Authors: Jiwei Guan, Haibo Jin, Haohan Wang

Published: 2026-01-05

arXiv ID: 2601.01747v2

Added to Library: 2026-01-09 03:02 UTC

Red Teaming

📄 Abstract

Recent advancements in Large Vision-Language Models (LVLMs) have shown groundbreaking capabilities across diverse multimodal tasks. However, these models remain vulnerable to adversarial jailbreak attacks, where adversaries craft subtle perturbations to bypass safety mechanisms and trigger harmful outputs. Existing white-box attacks methods require full model accessibility, suffer from computing costs and exhibit insufficient adversarial transferability, making them impractical for real-world, black-box settings. To address these limitations, we propose a black-box jailbreak attack on LVLMs via Zeroth-Order optimization using Simultaneous Perturbation Stochastic Approximation (ZO-SPSA). ZO-SPSA provides three key advantages: (i) gradient-free approximation by input-output interactions without requiring model knowledge, (ii) model-agnostic optimization without the surrogate model and (iii) lower resource requirements with reduced GPU memory consumption. We evaluate ZO-SPSA on three LVLMs, including InstructBLIP, LLaVA and MiniGPT-4, achieving the highest jailbreak success rate of 83.0% on InstructBLIP, while maintaining imperceptible perturbations comparable to white-box methods.

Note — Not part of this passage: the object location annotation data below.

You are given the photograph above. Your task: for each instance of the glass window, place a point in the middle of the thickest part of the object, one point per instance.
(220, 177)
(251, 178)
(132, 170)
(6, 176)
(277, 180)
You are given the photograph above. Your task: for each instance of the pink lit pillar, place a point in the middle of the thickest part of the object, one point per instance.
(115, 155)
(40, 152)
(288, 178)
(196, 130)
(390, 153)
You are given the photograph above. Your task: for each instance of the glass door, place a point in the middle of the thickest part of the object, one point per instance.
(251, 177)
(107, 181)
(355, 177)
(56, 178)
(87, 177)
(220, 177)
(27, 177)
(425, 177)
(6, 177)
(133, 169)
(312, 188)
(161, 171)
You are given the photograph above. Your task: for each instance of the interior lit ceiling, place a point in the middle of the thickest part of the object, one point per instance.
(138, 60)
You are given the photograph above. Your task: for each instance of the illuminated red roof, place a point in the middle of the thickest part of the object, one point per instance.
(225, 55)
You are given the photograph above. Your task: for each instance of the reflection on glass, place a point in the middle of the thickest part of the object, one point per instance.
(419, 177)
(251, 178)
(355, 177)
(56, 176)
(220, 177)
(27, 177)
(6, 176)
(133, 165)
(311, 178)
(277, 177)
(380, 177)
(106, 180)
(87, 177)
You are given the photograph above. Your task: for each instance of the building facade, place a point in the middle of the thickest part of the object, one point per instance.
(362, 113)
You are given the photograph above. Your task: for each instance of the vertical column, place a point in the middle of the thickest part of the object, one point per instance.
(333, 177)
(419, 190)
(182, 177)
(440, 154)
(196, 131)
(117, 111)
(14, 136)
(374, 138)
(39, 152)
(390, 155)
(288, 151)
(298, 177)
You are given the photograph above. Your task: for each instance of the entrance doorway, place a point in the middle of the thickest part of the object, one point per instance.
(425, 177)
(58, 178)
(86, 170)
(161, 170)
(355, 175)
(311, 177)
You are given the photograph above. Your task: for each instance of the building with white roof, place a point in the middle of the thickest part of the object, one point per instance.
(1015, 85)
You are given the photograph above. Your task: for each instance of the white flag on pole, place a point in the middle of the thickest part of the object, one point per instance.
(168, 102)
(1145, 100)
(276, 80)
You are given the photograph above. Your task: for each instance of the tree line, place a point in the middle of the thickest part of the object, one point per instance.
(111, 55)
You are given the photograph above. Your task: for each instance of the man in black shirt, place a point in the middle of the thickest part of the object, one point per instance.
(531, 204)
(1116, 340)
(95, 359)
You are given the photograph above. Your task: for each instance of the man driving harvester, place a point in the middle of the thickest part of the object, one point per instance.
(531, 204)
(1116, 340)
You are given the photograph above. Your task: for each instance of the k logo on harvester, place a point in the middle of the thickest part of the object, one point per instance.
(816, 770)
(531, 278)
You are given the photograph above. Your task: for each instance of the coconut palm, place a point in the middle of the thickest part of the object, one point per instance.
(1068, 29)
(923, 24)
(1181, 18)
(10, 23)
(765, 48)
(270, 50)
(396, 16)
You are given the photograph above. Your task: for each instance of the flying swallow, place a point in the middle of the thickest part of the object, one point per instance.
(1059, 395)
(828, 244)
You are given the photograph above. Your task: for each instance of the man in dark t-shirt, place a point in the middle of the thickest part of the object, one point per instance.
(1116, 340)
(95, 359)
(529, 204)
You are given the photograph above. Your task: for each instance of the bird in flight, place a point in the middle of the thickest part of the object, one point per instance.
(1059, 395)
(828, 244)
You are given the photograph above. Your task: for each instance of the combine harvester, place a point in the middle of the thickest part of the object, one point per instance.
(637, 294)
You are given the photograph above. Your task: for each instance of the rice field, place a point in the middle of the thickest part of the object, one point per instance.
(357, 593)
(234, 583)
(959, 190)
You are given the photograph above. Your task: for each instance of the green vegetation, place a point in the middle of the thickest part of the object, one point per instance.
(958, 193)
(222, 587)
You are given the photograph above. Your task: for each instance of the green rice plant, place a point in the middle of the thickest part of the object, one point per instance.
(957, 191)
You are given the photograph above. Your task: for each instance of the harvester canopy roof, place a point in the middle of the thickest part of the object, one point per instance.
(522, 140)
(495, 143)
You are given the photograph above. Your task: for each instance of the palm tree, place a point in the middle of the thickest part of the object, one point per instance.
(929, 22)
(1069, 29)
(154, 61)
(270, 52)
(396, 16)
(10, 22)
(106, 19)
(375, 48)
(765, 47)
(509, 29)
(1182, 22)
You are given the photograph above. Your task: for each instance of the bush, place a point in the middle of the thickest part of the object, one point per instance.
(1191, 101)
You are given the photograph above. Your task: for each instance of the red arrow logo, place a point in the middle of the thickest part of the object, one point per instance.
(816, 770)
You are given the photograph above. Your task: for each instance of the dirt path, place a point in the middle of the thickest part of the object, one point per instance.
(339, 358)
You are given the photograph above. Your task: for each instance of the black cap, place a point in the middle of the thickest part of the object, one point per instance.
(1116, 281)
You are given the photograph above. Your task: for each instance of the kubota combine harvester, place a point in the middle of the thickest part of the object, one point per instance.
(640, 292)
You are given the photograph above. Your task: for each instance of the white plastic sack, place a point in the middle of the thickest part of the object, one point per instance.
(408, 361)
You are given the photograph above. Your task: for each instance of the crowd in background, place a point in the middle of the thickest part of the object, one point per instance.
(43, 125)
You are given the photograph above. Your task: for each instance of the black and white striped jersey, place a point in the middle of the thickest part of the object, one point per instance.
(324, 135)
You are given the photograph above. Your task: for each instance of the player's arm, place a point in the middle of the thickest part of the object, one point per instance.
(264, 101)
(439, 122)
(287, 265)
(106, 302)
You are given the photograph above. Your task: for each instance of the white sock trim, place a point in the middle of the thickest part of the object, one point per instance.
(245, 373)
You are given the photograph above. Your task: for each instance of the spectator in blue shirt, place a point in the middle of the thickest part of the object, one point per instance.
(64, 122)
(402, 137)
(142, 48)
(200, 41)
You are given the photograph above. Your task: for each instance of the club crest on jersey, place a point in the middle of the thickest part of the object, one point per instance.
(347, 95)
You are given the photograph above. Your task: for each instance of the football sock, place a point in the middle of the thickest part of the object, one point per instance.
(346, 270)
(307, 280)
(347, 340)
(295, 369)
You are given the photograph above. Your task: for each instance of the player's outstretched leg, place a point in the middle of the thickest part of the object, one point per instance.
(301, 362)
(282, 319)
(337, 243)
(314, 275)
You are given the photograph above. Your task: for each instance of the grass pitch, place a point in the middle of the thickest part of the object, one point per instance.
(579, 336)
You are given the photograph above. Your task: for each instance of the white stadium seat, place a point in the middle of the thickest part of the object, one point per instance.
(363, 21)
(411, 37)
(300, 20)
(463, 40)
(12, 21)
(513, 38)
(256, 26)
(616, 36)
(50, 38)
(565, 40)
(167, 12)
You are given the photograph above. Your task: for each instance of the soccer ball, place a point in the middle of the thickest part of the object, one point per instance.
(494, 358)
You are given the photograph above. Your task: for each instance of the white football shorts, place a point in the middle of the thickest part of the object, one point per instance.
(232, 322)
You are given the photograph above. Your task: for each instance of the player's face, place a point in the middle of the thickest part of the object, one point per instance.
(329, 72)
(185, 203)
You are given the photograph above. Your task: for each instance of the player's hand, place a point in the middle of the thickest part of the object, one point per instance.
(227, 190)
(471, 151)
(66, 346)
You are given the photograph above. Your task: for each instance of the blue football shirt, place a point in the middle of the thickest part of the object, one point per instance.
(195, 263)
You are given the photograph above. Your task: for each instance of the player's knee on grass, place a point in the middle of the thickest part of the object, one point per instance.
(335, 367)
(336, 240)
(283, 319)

Moreover, adversarial examples generated from MiniGPT-4 exhibit strong transferability to other LVLMs, with ASR reaching 64.18%. These findings underscore the real-world feasibility of black-box jailbreaks and expose critical weaknesses in the safety mechanisms of current LVLMs

🔍 Key Points

  • Introduction of ZO-SPSA: The paper proposes a novel black-box adversarial jailbreak attack method named Zeroth-Order Simultaneous Perturbation Stochastic Approximation (ZO-SPSA), which enables the crafting of adversarial inputs without requiring gradient information from the model.
  • Model-Agnostic Optimization: ZO-SPSA is designed to be model-agnostic, allowing it to effectively target various large vision-language models (LVLMs) including InstructBLIP, LLaVA, and MiniGPT-4, without needing knowledge of their architectures or internal parameters.
  • High Attack Success Rate: The method achieves a jailbreak success rate of 83.0% on InstructBLIP with imperceptible perturbations, demonstrating its effectiveness in bypassing safety mechanisms compared to traditional white-box methods.
  • Strong Transferability: Adversarial examples generated using MiniGPT-4 show a transferability rate of 64.18% to other LVLMs, highlighting the method's potential for real-world application across different models.
  • Reduced Resource Requirements: ZO-SPSA significantly lowers GPU memory consumption and computational efforts compared to white-box methods, making it a practical choice for researchers and attackers in black-box settings.

💡 Why This Paper Matters

This paper introduces a significant advancement in black-box adversarial attacks on large vision-language models through the ZO-SPSA technique. By effectively bypassing safety mechanisms without needing model access, the method demonstrates a clear vulnerability in current LVLMs, making it a crucial contribution to AI security research. The high attack success rates and strong transferability of adversarial examples signal an urgent need for improved safety measures and defense mechanisms to protect against such attacks.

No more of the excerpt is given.